October 20, 1912.Miss Jane Addams,
My dear Miss Addams:
I was so sorry I missed you in New York. I was right on your trail twice when only a few minutes separated us each time. I misunderstood about the hour at Henry Street, and when I called there I was disappointed to find that you had just left.
I stopped over in Chicago, but they told me at Hull House that you would not return there until the next day, and I was compelled to leave that night for Denver.
First, I want to take this opportunity to congratulate you, but more especially ourselves and the progressive cause, upon the marvelous work you have done for the Progressive party and its candidates. No individual, outside of Colonel Roosevelt himself, has been such a powerful factor in this campaign. And how you keep up your speaking and writing is perfectly marvelous, and I am just hoping and praying that your strength will not be over-taxed. It means so much to all of us and the cause in which we are all engaged.
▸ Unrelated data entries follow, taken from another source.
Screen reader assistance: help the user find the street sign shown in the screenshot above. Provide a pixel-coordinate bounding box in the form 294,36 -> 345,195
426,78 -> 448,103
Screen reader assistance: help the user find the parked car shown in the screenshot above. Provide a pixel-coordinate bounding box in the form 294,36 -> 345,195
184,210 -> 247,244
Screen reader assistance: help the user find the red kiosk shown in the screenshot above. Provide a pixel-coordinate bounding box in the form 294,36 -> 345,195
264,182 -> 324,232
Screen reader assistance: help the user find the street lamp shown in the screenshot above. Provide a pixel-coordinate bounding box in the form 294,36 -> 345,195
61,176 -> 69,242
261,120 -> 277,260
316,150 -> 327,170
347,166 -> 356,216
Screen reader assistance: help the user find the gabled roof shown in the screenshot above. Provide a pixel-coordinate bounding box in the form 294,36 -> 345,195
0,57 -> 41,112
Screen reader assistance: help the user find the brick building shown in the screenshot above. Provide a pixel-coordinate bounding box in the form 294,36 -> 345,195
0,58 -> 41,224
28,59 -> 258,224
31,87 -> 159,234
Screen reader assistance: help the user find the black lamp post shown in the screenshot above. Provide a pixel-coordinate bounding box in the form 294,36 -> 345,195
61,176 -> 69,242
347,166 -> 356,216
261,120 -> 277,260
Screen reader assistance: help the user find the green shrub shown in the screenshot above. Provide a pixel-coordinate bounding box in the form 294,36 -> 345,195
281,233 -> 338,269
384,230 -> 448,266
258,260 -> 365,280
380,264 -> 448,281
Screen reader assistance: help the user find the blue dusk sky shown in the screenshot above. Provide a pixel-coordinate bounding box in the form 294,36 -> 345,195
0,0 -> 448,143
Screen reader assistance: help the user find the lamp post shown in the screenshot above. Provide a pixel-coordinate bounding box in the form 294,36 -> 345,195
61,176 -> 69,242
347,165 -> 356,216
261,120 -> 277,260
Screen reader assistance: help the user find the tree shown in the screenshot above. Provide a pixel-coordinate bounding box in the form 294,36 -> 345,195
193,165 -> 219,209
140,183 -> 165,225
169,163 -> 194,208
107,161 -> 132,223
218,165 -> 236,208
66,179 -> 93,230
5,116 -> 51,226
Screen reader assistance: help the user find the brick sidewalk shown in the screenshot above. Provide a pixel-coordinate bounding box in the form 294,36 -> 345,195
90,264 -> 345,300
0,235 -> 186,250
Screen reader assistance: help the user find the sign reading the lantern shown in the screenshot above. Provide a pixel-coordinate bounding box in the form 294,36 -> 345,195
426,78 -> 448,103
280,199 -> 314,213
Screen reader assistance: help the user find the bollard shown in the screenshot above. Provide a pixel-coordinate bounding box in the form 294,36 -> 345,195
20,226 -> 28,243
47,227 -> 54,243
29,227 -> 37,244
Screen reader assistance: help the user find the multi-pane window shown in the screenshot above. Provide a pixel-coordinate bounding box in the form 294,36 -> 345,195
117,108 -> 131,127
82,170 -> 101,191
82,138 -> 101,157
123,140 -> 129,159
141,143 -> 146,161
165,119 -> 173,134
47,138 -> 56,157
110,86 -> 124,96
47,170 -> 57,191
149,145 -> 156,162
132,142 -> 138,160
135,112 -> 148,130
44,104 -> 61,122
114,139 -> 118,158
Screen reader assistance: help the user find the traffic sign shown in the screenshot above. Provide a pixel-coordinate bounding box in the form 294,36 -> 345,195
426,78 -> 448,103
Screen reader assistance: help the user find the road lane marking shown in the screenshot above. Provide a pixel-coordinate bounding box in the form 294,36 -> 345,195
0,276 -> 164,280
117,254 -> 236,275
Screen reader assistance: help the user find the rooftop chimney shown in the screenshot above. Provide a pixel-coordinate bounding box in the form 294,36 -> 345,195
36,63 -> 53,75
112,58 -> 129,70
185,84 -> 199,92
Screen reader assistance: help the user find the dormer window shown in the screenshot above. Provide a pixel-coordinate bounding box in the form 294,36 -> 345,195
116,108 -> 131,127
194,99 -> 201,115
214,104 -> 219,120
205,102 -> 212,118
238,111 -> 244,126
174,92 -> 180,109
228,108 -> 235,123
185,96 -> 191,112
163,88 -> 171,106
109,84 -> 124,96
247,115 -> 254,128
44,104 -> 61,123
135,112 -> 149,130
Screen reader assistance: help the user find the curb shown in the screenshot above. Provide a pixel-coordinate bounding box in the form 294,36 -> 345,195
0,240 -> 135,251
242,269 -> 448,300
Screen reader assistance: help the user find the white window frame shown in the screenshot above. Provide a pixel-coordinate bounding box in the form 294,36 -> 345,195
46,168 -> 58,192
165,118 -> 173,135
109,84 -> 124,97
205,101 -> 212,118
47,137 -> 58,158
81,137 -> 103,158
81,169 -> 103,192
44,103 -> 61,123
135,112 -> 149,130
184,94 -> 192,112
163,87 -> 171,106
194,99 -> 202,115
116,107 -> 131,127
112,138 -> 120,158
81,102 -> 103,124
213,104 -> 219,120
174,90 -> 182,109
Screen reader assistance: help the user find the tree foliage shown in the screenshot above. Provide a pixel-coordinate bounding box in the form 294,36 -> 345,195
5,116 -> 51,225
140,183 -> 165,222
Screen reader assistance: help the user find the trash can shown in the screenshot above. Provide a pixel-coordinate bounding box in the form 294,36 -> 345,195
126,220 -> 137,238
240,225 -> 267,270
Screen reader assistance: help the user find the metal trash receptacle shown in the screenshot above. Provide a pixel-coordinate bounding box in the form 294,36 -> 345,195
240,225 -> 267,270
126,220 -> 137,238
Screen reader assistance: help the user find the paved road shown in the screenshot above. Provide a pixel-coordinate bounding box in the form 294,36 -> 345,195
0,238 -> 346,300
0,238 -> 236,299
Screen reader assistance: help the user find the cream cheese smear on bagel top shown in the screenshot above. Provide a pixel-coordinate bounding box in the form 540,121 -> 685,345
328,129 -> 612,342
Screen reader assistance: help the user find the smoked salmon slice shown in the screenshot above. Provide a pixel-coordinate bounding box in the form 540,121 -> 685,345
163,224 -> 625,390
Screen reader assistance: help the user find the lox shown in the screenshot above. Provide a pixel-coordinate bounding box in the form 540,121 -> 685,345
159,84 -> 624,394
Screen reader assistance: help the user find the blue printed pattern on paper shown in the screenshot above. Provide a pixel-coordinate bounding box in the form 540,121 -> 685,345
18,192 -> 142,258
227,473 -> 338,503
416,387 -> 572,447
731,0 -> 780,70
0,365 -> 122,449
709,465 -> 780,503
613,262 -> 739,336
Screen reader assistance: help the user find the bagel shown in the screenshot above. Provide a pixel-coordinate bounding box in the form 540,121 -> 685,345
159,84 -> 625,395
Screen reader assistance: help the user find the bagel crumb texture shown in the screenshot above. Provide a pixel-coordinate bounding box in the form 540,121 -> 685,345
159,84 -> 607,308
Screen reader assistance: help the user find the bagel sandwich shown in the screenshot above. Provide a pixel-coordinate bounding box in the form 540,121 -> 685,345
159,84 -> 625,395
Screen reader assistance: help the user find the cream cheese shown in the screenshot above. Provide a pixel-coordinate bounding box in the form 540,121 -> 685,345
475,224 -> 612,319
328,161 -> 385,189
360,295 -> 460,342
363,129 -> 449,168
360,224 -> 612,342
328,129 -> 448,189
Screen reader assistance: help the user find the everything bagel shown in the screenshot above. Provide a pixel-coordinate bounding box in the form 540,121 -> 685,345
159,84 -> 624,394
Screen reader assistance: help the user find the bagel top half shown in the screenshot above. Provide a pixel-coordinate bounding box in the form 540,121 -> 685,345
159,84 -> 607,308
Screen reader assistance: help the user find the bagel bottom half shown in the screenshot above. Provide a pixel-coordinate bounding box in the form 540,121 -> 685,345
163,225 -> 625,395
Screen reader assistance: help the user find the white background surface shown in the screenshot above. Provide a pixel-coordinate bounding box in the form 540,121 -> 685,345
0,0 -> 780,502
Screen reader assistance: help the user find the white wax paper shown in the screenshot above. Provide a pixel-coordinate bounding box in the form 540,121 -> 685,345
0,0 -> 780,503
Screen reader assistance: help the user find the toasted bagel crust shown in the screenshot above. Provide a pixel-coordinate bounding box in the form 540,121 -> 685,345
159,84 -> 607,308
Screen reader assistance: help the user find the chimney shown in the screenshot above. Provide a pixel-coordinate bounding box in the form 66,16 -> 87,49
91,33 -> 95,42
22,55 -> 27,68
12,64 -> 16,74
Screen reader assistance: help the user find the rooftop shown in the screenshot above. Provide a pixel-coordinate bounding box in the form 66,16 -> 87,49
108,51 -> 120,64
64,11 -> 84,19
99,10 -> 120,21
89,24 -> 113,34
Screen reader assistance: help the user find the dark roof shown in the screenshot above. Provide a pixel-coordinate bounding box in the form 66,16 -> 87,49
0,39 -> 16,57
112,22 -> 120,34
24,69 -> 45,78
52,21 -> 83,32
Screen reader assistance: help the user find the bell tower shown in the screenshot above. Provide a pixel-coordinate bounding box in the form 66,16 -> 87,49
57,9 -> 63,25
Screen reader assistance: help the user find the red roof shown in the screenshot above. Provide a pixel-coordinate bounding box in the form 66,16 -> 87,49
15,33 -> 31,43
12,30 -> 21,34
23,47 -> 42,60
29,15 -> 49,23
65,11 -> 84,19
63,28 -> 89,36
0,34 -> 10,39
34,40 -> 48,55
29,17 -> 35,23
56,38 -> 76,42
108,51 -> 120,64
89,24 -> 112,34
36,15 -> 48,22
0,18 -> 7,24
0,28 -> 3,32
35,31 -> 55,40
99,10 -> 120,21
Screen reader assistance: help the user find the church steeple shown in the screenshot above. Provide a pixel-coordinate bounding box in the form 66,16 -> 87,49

Our information from headquarters is that you are to be with us on November 1 and 2. I had hoped to confirm this by meeting you personally while in the East, but I presume there is to be no doubt about our dates.
The ladies here having the matter in charge, as I understand it, expect to have an afternoon and evening meeting on November 1. The afternoon meeting will be addressed by suffragists from different states. I understand an effort is being made to have one speaker from each of the suffrage states. I also understand that it is to be provisional with you -- depending upon your strength -- as to whether you will speak in the afternoon, and in case you do, no extended address will be anticipated. But in the evening, at the auditorium, the meeting is to be a grand Jane Addams' meeting, in which you are, of course, to hold the center of the stage and to deliver the principal address if not, indeed, the only address.
On Saturday the 2nd, my understanding is that the women's committees are to have a meeting at Colorado Springs, and an evening meeting at Pueblo.
Some of our active women progressives are, of course, keen for the honor of entertaining you while here, and I understand that is to be arranged among them so as to avoid what I feared was going to be a serious matter because of the desire of so many of our good women folk for this honor. If you should feel, however, that you would be more comfortable at a hotel I am sure that it would be perfectly understood, and such arrangements could be made giving you [page 2] all the comfort and rest possible.
We were all, of course, terribly shocked at the attempt on the Colonel's life, and are rejoicing over the reports of his rapid recovery.
When I spoke at Lewiston, Me. a few weeks ago, someone on their local lecture committee asked me if I would join their request to you to give them a lecture date for sometime in December -- the sixth, I think it was. They had originally booked me to lecture there at that time, but having delivered a campaign speech, and given the natives a chance to gratify their curiosity and no doubt to get enough of my speech making, they were very anxious to dispense with me and get you, and with such enthusiastic approval by myself that I promised to add whatever good offices I may be able to use in urging you to accept their invitation.